Parts of the country’s financial capital have become battlegrounds in the last week, with authorities unable to prevent spiralling violence blamed on activists from political parties representing competing ethnic groups.

“About 300 people have been the victims of violent shootings in the last three months,” Zohra Yusuf, chairwoman of the Human Rights Commission of Pakistan (HRCP), told AFP.

The HRCP previously said 1,715 people were killed last year in sudden flare-ups of violence in the city, which is Pakistan’s most populous.

“The figures compiled by our staff and the death toll for the last three months confirmed by the police shows the number of victims of violence was not less than 300,” Yusuf said.

The figures include the assassination of 49 political activists, while the rest of the victims were people with no political affiliations, the HRCP statement said.

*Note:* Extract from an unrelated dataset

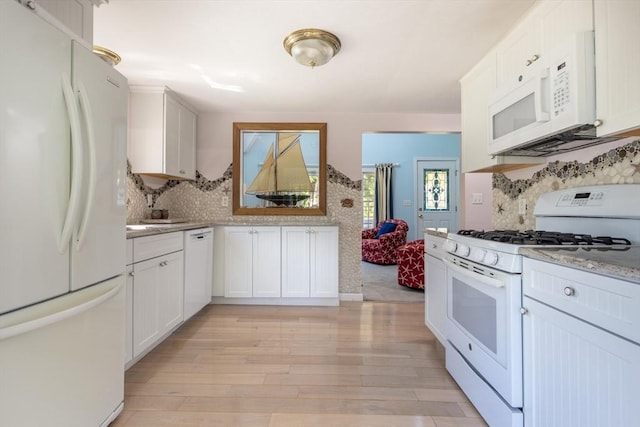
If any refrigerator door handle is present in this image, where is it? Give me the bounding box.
[75,83,97,250]
[58,73,82,253]
[0,281,122,341]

The government has campaigned to end the clashes and deployed hundreds of additional police and paramilitary forces in the city, but the killings have continued with at least 24 people reported dead in the past week.

Much of the violence has been blamed on tensions between supporters of the Muttahida Qaumi Movement (MQM), rooted in the Urdu-speaking majority, and the Awami National Party (ANP), which represents ethnic Pashtun migrants.